Juliacon 2024

Scientific Data Minisymposium
2024-07-10 , Function (4.1)

Julia's elegance and speed lends itself to applications in scientific computing that requires a strong scientific data ecosystem. Building upon prior successful minisymposia on tabular data, the Scientific Data minisymposium will extend the scope to dealing with annotated, hiearchical, and n-dimensional data. Additionally, the symposium will invite talks on processing large datasets using advanced chunking techniques, distribution of big data via cloud computing and data formats.


A robust scientific data ecosystem is critical to Julia's applications in scientific computing. The ability to handle scientific data interchange allows Julia to interoperate with existing scientific projects which may be using code in other languages such as MATLAB, Python, C, C++, or Rust. Prior minisymposia on data have emphasized the use of Julia with tabular data in CSV files or web friendly data formats such as JSON. Julia's strong support for tabular data and JSON provide a strong foundation to build upon. Scientific data also extends into n-dimensional arrays with dimensions describing space, time, and other parameters such as wavelength that may not be well served these data formats. These datasets are organized into nested hiearchial groups and are annotated with standardized regular vocabulary.

Potential topics for the scientific data minisymposium are as follows.
1. Advanced input and output APIs for scientific data. This includes HPC interfaces such as Message Passing Interface (MPI), cloud data APIs, and interfaces with databases.
2. Data formats for scientific data interchange.
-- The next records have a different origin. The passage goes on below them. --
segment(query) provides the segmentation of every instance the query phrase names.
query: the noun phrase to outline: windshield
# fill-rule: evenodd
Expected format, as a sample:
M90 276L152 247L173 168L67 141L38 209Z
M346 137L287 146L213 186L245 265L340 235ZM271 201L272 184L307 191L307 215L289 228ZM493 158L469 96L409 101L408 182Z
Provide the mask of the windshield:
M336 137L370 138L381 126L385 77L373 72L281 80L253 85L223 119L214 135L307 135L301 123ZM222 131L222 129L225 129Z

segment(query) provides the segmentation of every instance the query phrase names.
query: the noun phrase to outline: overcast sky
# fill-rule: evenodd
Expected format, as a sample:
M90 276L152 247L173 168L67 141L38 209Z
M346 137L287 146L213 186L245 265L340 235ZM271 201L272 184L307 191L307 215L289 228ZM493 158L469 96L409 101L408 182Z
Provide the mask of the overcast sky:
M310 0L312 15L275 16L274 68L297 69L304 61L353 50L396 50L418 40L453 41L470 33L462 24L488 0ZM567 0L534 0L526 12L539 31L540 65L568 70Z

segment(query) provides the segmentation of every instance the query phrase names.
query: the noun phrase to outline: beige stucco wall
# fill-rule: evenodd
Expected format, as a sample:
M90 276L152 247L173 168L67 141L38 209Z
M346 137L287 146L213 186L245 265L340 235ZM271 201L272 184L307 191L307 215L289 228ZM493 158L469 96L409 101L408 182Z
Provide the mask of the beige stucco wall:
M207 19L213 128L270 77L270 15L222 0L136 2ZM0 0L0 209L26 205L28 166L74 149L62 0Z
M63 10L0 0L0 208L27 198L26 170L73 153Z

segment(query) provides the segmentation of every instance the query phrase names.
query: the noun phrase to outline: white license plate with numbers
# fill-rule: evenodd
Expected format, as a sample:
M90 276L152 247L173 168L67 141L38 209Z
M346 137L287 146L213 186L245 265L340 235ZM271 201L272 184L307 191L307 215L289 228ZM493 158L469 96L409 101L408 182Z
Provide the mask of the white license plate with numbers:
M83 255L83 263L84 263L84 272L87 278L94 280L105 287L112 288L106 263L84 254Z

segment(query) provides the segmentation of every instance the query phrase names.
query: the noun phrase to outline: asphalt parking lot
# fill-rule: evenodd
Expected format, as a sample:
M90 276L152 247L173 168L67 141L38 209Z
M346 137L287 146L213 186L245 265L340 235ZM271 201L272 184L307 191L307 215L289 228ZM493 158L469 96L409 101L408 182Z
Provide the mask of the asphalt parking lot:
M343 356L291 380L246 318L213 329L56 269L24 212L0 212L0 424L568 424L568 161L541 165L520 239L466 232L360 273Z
Discussion of data formats such as HDF5, NetCDF, FITS, Zarr, ADIOS2, and ASDF or their incoporation into data schemes such as scverse would be welcome.
3. Data exchange between threads and (distributed) processes. This especially includes techniques that transfers data while retaining annotations and context.
4. The implementation of abstract interfaces over similar data interfaces. For example, implementing a general n-dimensional chunk based interface supporting multiple data formats.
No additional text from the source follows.